A knife blade 18 is formed according to the foregoing specification and used for cutting essentially in the same fashion as prior knives. The knife is held in one hand by the handle 10 with the cutting edge 22 adjacent the material to be cut and the back edge 21 spaced apart from the material to be cut. In this orientation, the knife is lowered so that the cutting edge 22 of the blade 18 proximate the tip portion 19 contacts the material to be sliced. The knife is pushed forwardly while some downward pressure is applied. As this motion proceeds, a cut will be initiated in the material and the severed material will pass upwardly along the sides 15, 16 of the blade 18. If necessary, the blade 18 may be moved in a reciprocating motion. Such a reciprocating motion is more common if the cutting edge 22 is crenate or serrated. (Not shown).

As the material passes along the sides 15, 16 of the blade 18 from the cutting edge 22 toward the back edge 21, and as the knife passes through the material, the plural protruding convex reliefs 23 frictionally contact the material within the newly formed cut. The material encounters the inclined portion 24 of each protrusion 23 and is gradually forced upwardly away from the blade side 15, 16 along the inclined portion 24 of the protrusion 23 to the crest 25 at which point the inclined portion 24 drops away from the material allowing air between the material and the blade sides 15, 16. As the blade 18 is drawn through the material, or moved in the reciprocating motion, the blade 18 passes further into the material and the cut advances. When the cut is complete and the blade 18 has passed completely through the material there is air between the newly severed slice and the blade side 15, 16. Because there is no vacuum between the material and the sides 15, 16 of the blade 18 the newly severed slice of material falls away from the blade 18 and the cutting process may be repeated to create another slice. Surface friction is reduced because the material being cut is predominantly only in continuous contact with the crests 25 of the protrusions 23 and the cutting edge 22.

Having thusly described my invention, what I desire to protect by Letters Patent, and

Claims

1. A knife blade comprising:

a cutting edge and a spaced apart opposing edge;

a first side and an opposing second side, each side communicating with the cutting edge and the spaced apart opposing edge; and

plural spacedly arrayed protrusions on the first side and on the second side between the cutting edge and the spaced apart opposing edge.

2. The knife blade of claim 1 wherein:

the plural protrusions are spacedly adjacent the cutting edge.

3. The knife blade of claim 1 wherein:

the protrusions are circular.

4. The knife blade of claim 1 wherein:

the protrusions are convex.

5. The knife blade of claim 1 wherein:

the protrusions are diamond shaped.

6. The knife blade of claim 1 wherein:

the protrusions are triangular.

7. The knife blade of claim 1 wherein:

the protrusions are square.

8. The knife blade of claim 1 wherein:

the protrusions are ellipses.

9. The knife blade of claim 1 wherein:

the protrusions are integral with the blade.

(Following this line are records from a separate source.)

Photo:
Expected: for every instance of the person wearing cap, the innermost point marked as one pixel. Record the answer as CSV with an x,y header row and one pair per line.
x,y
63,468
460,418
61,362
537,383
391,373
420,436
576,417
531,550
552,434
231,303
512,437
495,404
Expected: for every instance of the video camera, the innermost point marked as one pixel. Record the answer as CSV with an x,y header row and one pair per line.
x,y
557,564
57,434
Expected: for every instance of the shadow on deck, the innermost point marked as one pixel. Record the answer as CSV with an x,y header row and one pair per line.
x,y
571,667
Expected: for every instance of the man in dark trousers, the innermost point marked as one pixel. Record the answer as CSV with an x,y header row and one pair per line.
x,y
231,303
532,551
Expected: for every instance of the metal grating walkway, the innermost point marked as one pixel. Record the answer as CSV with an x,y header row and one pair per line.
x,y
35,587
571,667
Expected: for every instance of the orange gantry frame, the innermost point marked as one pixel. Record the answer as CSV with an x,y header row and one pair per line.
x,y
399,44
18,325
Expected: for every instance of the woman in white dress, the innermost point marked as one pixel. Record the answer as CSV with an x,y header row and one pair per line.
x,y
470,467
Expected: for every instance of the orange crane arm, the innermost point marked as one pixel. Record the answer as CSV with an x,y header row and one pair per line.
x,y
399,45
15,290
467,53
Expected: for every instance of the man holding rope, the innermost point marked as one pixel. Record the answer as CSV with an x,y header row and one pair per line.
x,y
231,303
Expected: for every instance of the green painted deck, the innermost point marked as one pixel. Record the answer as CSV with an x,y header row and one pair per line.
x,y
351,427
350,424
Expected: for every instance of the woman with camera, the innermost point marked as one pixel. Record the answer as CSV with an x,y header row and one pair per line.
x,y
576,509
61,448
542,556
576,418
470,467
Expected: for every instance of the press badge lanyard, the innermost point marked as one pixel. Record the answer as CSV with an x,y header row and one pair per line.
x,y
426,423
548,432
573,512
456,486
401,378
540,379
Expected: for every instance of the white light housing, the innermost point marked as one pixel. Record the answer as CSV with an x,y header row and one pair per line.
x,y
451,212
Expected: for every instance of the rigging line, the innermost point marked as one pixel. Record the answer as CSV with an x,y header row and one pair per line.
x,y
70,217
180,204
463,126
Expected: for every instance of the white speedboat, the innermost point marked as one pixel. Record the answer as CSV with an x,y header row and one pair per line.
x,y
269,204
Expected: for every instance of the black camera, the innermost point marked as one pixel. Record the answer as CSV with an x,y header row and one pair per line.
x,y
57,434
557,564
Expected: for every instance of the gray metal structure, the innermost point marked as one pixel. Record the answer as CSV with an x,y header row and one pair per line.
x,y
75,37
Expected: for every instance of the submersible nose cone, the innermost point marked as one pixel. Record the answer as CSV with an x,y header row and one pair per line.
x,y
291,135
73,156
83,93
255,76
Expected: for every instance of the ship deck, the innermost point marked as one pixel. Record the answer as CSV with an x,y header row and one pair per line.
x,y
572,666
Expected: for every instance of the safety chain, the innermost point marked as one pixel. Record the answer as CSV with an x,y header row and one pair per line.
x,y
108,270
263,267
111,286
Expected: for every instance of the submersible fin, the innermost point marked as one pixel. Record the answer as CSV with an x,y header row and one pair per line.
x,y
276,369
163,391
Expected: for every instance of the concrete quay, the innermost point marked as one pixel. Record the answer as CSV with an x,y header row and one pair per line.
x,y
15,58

10. The knife blade of claim 1 wherein:

the protrusions are formed separately from the blade and are affixed to the blade.

11. The knife blade of claim 1 wherein:

each protrusion has a crest maximally spaced from the blade side and an inclined portion communicating between the blade side and the crest.

12. The knife blade of claim 1 wherein:

each protrusion has a diameter dimension and a thickness dimension and the diameter dimension is larger than the thickness dimension.

13. The knife blade of claim 12 wherein:

the thickness dimension of each protuberance is not larger than the thickness of the blade directly under the protuberance.